Response to Treatment in a Prospective Cohort of Patients with Large Ulcerated Lesions Suspected to Be Buruli Ulcer (Mycobacterium ulcerans Disease)
Kapay Kibadi,Marleen Boelaert,Alexandra G. Fraga,Makanzu Kayinua,Adhemar Longatto-Filho,Jean-Bedel Minuku,Jean-Baptiste Mputu-Yamba,Jean-Jacques Muyembe-Tamfum,Jorge Pedrosa,Jean-Jacques Roux,Wayne M. Meyers,Fran?oise Portaels
PLOS Neglected Tropical Diseases , 2010, DOI: 10.1371/journal.pntd.0000736
Abstract: Background The World Health Organization (WHO) advises treatment of Mycobacterium ulcerans disease, also called “Buruli ulcer” (BU), with a combination of the antibiotics rifampicin and streptomycin (R+S), whether followed by surgery or not. In endemic areas, a clinical case definition is recommended. We evaluated the effectiveness of this strategy in a series of patients with large ulcers of ≥10 cm in longest diameter in a rural health zone of the Democratic Republic of Congo (DRC). Methods A cohort of 92 patients with large ulcerated lesions suspected to be BU was enrolled between October 2006 and September 2007 and treated according to WHO recommendations. The following microbiologic data were obtained: Ziehl-Neelsen (ZN) stained smear, culture and PCR. Histopathology was performed on a sub-sample. Directly observed treatment with R+S was administered daily for 12 weeks and surgery was performed after 4 weeks. Patients were followed up for two years after treatment. Findings Out of 92 treated patients, 61 tested positive for M. ulcerans by PCR. PCR negative patients had better clinical improvement than PCR positive patients after 4 weeks of antibiotics (54.8% versus 14.8%).
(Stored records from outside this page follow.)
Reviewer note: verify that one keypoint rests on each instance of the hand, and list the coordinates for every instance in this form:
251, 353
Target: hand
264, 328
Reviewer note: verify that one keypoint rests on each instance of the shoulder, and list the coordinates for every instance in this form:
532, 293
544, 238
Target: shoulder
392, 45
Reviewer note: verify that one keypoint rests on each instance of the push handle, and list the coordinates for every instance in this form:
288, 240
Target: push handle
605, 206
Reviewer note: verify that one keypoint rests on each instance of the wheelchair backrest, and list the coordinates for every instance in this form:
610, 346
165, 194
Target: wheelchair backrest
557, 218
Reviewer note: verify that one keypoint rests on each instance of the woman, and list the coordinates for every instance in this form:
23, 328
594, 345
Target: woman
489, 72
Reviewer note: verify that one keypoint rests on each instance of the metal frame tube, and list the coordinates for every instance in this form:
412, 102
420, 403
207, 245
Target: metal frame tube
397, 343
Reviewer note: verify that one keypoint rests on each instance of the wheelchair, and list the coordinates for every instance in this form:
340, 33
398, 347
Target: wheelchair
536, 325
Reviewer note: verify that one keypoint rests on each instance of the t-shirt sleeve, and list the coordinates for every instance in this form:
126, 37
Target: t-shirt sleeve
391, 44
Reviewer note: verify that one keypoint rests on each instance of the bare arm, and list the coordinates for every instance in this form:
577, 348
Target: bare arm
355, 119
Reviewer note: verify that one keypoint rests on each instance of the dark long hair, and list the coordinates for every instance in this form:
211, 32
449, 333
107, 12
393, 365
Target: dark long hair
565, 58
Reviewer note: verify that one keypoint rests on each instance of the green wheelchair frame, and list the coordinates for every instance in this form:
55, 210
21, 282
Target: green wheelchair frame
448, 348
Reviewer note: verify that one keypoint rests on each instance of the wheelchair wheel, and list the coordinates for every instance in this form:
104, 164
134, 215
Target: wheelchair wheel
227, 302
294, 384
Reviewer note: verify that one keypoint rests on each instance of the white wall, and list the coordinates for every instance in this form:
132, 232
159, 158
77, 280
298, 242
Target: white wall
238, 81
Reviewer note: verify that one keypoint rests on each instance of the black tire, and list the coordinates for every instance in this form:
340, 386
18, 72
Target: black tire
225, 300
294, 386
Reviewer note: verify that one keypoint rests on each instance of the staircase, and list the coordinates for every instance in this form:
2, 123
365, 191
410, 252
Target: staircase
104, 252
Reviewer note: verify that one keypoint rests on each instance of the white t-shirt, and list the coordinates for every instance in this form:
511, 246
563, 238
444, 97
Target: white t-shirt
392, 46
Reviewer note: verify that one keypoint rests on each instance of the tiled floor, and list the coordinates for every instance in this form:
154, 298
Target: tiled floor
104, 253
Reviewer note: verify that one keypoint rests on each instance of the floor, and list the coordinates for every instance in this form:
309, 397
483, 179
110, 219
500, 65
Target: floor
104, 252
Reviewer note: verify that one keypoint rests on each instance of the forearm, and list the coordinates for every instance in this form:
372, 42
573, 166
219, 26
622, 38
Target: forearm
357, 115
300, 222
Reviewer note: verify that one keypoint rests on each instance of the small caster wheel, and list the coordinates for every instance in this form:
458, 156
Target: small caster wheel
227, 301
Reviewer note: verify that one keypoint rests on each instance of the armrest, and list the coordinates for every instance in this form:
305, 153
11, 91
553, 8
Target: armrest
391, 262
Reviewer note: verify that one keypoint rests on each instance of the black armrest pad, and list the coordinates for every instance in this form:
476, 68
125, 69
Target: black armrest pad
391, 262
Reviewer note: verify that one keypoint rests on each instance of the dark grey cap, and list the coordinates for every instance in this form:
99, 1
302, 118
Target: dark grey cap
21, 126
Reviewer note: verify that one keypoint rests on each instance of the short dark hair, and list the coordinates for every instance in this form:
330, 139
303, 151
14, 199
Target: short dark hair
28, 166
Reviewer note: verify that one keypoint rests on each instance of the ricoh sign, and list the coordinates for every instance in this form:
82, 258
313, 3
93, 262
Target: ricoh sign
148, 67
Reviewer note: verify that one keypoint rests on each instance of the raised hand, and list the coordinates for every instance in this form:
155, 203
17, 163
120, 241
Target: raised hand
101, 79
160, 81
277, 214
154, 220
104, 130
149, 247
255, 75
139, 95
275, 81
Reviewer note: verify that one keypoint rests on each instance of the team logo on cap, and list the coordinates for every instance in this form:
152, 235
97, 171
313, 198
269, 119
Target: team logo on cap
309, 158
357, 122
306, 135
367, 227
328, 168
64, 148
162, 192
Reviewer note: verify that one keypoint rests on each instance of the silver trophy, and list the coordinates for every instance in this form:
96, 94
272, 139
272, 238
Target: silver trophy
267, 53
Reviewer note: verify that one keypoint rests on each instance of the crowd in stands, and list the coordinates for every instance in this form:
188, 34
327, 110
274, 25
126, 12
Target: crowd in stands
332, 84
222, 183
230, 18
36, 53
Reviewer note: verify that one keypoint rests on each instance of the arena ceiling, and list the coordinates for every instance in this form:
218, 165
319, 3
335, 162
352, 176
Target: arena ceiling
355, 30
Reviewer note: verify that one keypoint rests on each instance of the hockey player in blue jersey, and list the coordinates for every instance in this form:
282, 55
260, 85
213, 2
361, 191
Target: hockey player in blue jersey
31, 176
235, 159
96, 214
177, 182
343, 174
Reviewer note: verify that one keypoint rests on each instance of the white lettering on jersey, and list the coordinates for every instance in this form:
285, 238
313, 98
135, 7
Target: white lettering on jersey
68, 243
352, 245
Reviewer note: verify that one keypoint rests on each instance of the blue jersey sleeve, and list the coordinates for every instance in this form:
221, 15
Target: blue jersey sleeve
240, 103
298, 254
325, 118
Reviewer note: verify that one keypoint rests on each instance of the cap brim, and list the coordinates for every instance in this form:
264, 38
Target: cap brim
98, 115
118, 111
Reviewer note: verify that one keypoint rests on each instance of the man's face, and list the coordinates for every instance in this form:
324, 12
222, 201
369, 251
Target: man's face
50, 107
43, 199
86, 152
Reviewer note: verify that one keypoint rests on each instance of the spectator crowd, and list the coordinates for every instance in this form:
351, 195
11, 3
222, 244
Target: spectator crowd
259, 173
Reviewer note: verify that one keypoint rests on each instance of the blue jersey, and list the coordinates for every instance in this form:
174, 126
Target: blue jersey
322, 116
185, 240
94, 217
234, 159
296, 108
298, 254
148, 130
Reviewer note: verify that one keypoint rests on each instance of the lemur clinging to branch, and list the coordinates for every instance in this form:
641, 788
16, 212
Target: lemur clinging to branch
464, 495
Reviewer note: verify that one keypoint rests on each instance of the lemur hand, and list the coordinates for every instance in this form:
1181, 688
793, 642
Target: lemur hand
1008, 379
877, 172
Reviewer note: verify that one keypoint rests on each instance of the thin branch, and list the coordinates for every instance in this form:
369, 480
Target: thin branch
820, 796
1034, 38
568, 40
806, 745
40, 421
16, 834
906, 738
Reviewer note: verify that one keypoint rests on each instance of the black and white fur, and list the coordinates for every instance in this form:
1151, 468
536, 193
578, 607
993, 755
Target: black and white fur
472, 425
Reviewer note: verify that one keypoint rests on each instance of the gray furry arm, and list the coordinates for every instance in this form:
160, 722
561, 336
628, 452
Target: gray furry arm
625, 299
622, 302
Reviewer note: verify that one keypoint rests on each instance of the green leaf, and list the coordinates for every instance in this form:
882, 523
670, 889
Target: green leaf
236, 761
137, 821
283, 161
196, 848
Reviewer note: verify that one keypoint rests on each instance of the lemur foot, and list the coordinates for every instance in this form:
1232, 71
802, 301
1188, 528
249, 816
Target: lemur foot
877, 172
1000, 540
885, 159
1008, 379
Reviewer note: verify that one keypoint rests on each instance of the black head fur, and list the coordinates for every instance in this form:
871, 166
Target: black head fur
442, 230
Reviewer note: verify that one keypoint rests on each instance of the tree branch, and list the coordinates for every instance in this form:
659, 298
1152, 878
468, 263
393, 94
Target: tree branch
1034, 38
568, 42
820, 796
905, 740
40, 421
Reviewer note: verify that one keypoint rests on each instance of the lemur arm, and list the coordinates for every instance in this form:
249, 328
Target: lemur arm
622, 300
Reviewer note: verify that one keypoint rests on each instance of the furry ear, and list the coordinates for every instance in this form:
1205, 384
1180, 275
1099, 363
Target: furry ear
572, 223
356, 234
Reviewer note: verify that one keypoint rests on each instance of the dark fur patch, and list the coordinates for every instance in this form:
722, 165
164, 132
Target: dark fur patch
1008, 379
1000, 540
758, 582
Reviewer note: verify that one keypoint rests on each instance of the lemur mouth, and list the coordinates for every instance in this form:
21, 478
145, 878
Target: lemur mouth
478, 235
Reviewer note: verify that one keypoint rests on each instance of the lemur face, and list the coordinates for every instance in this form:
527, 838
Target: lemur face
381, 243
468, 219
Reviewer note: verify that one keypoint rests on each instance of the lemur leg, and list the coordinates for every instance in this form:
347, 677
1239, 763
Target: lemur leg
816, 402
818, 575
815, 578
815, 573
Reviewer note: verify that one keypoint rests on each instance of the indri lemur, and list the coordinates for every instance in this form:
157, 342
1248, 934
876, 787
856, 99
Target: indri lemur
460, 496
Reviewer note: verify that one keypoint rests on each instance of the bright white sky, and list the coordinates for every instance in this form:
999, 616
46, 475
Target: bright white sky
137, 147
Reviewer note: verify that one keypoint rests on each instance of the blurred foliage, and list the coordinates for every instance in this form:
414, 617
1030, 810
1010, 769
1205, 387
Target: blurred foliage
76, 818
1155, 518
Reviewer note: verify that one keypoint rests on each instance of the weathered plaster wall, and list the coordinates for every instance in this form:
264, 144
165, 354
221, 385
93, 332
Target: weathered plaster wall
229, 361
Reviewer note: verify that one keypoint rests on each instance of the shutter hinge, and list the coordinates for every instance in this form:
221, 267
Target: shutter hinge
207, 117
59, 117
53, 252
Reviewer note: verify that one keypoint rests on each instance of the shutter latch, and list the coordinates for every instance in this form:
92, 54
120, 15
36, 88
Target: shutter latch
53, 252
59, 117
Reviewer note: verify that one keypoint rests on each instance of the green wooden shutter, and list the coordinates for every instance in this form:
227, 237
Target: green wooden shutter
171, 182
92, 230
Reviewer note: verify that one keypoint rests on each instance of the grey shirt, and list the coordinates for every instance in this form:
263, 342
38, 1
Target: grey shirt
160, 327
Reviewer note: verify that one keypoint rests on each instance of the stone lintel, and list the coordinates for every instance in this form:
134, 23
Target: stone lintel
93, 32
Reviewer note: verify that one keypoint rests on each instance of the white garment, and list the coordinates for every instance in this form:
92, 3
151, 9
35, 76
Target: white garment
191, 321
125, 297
For PCR positive patients, the outcome after 4 weeks of antibiotic treatment was related to the ZN positivity at the start. Deterioration of the ulcers was observed in 87.8% (36/41) of the ZN positive and in 12.2% (5/41) of the ZN negative patients. Deterioration due to paradoxical reaction seemed unlikely. After surgery and an additional 8 weeks of antibiotics, 98.4% of PCR positive patients and 83.3% of PCR negative patients were considered cured. The overall recurrence rate was very low (1.1%). Interpretation Positive predictive value of the WHO clinical case definition was low. Low relapse rate confirms the efficacy of antibiotics. However, the need for and the best time for surgery for large Buruli ulcers requires clarification. We recommend confirmation by ZN stain at the rural health centers, since surgical intervention without delay may be necessary on the ZN positive cases to avoid progression of the disease. PCR negative patients were most likely not BU cases. Correct diagnosis and specific management of these non-BU ulcers cases are urgently needed.